Eskiden çocuklar, cadde ve sokak aralarında mahalle maçları oynar veyahut da saklambaç, ip atlamaca ve benzeri oyunları oynarlardı.
Sokaklar ve caddeler cıvıl cıvıldı. Mahalledeki evler, çocukların sesleriyle şenlenirdi.
Büyükler ise akşamları evlerine döndüklerinde birbirlerini ziyaret ederlerdi.
Komşu ziyaretleri sıkça yapılırdı. Herkes birbirinin derdine, sıkıntılarına ortak olurdu.
Kahveler, çaylar içilir koyu hoş sohbetler yapılırdı.
Ancak ta ki teknoloji hayatımıza girene kadar.
Bilgisayar ve akıllı cep telefonları hızla hayatımıza girdikten sonra yavaş yavaş insanlar kendi kabuğuna çekilmeye başladı.
Çocuklar mahalle aralarında hızlıca uzaklaşmaya başladı. Komşu ziyaretleri neredeyse yok denecek kadar azaldı.
Bırakın komşu ziyaretini insanlar aynı asansöre bindiklerinde bile kafalarını cep telefonundan kaldırıp bir ‘Merhaba’ demekten bile acizleştiler.
Elbette tekonolojik gelişmelere ayak uydurmak zorundayız. Bilgisayarın ve internetin nimetlerinden muhakkak faydalanmalıyız.
Ülke ve dünya gündemini muhakkak iyi takip etmek zorundayız.
Ancak her şey zamanında olmalı. Mesela bir misafirliğe gittiğimizde alıp cep telefonunu elimize internet aleminde gezinmek hiç de yakışık olmuyor.
Otobüste ve duraklarda, parklarda, sokaklarda bir bakın insanlara. Birçoğunun elinde cep telefonu.
İnsanlar sahilde oturduklarında güzel manzarayı izleyecekleri yerde cep telefonunda internet alemine dalmış, doğada olup biten güzelliklerden mahrum kalabiliyorlar.
Bir çay ocağına veya kafeye insanlar birlikte gittiklerinde sohbet etmek yerine cep telefonları ile dertleşmeyi tercih ediyorlar. Ya sosyal medya hesaplarında ya Whats App’ta yazışmaları ya da telefonda oyun oynamayı tercih ediyorlar.
Akşamları ailelerde ise durum daha da vahim. Başta birçok anne ve baba olmak üzere her bir çocuğun elinde cep telefonu. Bir yandan da televizyon açık. Kafalar cep telefonunda, kulaklar ise televizyonda. Herkes kendi dünyasında. İletişim ise sıfır. Sonra bir bakıyorsun.
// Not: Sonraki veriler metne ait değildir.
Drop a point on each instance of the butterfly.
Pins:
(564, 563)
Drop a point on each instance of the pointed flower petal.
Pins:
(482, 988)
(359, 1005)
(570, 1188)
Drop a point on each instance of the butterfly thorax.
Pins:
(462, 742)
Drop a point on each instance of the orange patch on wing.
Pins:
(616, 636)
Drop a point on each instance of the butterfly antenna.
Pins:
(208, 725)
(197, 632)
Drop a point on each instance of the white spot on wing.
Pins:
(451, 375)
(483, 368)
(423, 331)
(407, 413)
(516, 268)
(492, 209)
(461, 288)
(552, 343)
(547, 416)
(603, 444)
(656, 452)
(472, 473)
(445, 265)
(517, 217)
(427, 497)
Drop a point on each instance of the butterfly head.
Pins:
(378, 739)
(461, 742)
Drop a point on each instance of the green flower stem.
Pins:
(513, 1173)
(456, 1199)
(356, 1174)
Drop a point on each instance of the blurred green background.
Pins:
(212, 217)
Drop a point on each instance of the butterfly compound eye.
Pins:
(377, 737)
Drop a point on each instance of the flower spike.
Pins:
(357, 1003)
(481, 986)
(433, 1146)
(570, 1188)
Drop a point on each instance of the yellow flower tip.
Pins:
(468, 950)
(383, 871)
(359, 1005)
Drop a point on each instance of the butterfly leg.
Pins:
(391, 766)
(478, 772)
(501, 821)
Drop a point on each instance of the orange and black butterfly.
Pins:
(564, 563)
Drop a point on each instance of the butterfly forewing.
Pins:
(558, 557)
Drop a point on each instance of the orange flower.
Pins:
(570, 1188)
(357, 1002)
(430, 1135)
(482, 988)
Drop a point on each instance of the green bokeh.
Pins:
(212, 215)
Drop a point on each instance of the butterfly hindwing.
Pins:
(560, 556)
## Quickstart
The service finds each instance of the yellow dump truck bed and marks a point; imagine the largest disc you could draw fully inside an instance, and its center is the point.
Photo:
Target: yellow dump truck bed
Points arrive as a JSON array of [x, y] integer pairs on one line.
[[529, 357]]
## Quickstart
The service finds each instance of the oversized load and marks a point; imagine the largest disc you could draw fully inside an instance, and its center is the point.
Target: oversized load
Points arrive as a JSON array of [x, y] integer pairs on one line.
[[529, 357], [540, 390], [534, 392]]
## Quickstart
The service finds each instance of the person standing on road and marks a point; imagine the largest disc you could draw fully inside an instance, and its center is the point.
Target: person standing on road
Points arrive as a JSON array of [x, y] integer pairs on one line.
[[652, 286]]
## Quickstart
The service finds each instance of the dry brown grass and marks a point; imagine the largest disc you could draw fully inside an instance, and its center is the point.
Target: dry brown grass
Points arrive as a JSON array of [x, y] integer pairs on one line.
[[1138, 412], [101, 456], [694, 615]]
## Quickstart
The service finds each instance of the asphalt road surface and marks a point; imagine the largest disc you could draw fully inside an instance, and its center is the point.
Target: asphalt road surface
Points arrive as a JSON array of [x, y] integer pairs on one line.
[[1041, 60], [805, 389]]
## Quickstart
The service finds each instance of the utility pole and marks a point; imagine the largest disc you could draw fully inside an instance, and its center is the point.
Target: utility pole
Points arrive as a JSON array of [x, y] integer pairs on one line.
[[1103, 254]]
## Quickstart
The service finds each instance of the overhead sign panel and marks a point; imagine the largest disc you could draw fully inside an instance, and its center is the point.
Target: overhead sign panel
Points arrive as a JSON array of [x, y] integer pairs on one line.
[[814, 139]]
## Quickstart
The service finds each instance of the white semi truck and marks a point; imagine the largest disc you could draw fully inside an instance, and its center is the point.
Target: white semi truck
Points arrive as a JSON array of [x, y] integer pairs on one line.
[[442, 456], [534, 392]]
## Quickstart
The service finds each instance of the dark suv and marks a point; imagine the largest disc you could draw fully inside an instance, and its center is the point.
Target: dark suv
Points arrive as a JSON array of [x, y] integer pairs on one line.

Teknoloji ile büyüyen bazı çocuklar, anti sosyal olabiliyor.
Evet, günümüzün çocukları hakikaten çok zeki, bilmedikleri de bir şey yok. Ancak erken yaşlarda tanıştıkları teknolojinin büyüsüne kapıldıkları için ebeveynlerde bunun kontrolünü sağlayamadığı için bu zekilik ilerleyen dönemlerde çok da işe yaramıyor. Çünkü sağlıklı iletişim kuramayan, teknoloji ve internet aleminde kaybolmuş bir birey ortaya çıkıyor.
Zeki olmalarına rağmen kendilerini ifade edemiyor bazıları.
Ama sosyal medyada ise adeta aslan kesiliyorlar. Maşallah her konu hakkında konuşabiliyorlar sosyal medya üzerinden. Ama alıp karşına konuşmaya çalıştığında ise karşında sıkılgan, konuşmaktan aciz, sorduğun sorulara veya konuşmaya çalıştığında aceleyle cevap veren bir genç ile karşılaşıyorsun.
Çocuk ‘Bir an önce konuşmalar bitse de bende kendi dünyama çekilsem’ mantığıyla hareket ediyor.
Elbette kendini yetiştiren ve teknolojiyi kontrollü kullanabilen çocuklarımız bu söylediklerimizden müstesnadır. Ama genele baktığımızda ise durum bundan ibaret.
Kısacası başta çocuklar olmak üzere hepimiz teknoloji ve internet alemine kendimizi öyle kaptırdık ki adeta kalabalıklar içerisinde yalnızlaştık.
Durum çok daha kötüye gitmeden acilen hep birlikte durumu kontrol altına almak zorundayız.